— Без двадцати двух двенадцать, мадам.
Мать ребенка не возвращалась. В полдень, когда где-то поблизости завыли сирены и строительные рабочие заполнили соседний бар, молодой женщины все еще не было.
Доктор Флореско вышел из парадного, сел за руль маленькой черной машины, а госпожа Мегрэ не могла оставить мальчика и пойти извиниться перед врачом. К тому же ее мучила мысль о томившемся на плите курином рагу. Мегрэ сказал, что придет обедать скорее всего в час дня. Быть может, лучше было бы обратиться в полицию? Но для этого опять-таки следовало покинуть сквер. Впрочем, сделать сие не представлялось возможным: мать ведь сойдет с ума от беспокойства, если, вернувшись, не застанет ее с ребенком на месте. Бог знает куда она тогда побежит и где они в конце концов смогут встретиться. А оставить двухлетнего малыша одного посреди сквера, в двух шагах от пролетающих мимо автобусов и машин госпожа Мегрэ тоже не могла.

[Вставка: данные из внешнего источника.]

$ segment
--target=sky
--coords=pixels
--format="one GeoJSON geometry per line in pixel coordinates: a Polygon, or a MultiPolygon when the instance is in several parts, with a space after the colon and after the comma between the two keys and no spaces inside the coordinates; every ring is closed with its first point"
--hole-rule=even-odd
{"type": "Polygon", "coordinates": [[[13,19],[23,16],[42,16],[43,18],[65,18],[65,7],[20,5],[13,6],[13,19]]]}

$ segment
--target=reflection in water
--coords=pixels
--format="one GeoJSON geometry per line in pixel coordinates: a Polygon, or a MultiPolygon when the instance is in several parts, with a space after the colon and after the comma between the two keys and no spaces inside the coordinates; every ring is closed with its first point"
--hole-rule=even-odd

— Извините, месье, не скажете ли, который час?
— Половина первого.
Рагу наверняка уже начало пригорать, а Мегрэ должен вот-вот вернуться. Впервые за многие годы совместной жизни он не застанет ее дома. Да и позвонить ему невозможно, поскольку опять-таки пришлось бы идти к телефону в баре напротив. Вот если бы мимо снова прошел тот же или какой-нибудь другой полицейский, она бы представилась и попросила позвонить мужу. Но, как назло, в поле зрения не было ни одного блюстителя порядка. Госпожа Мегрэ вставала, садилась, оглядывалась по сторонам — повсюду ей мерещились белые шляпки, но ни одна из них не была той, которую она ждала. В течение получаса она насчитала более двадцати белых шляпок, причем обладательницы четырех из них были к тому же одеты в синие английские костюмы.
В одиннадцать часов утра, когда волнения госпожи Мегрэ, прикованной в Антверпенском сквере к ребенку (чьего имени она даже не знала), еще только начинались, ее супруг комиссар Мегрэ надел шляпу и вышел из своего кабинета. Он сказал несколько слов инспектору Люка и, бурча что-то себе под нос, направился к небольшой двери, соединявшей помещение судебной полиции с Дворцом правосудия.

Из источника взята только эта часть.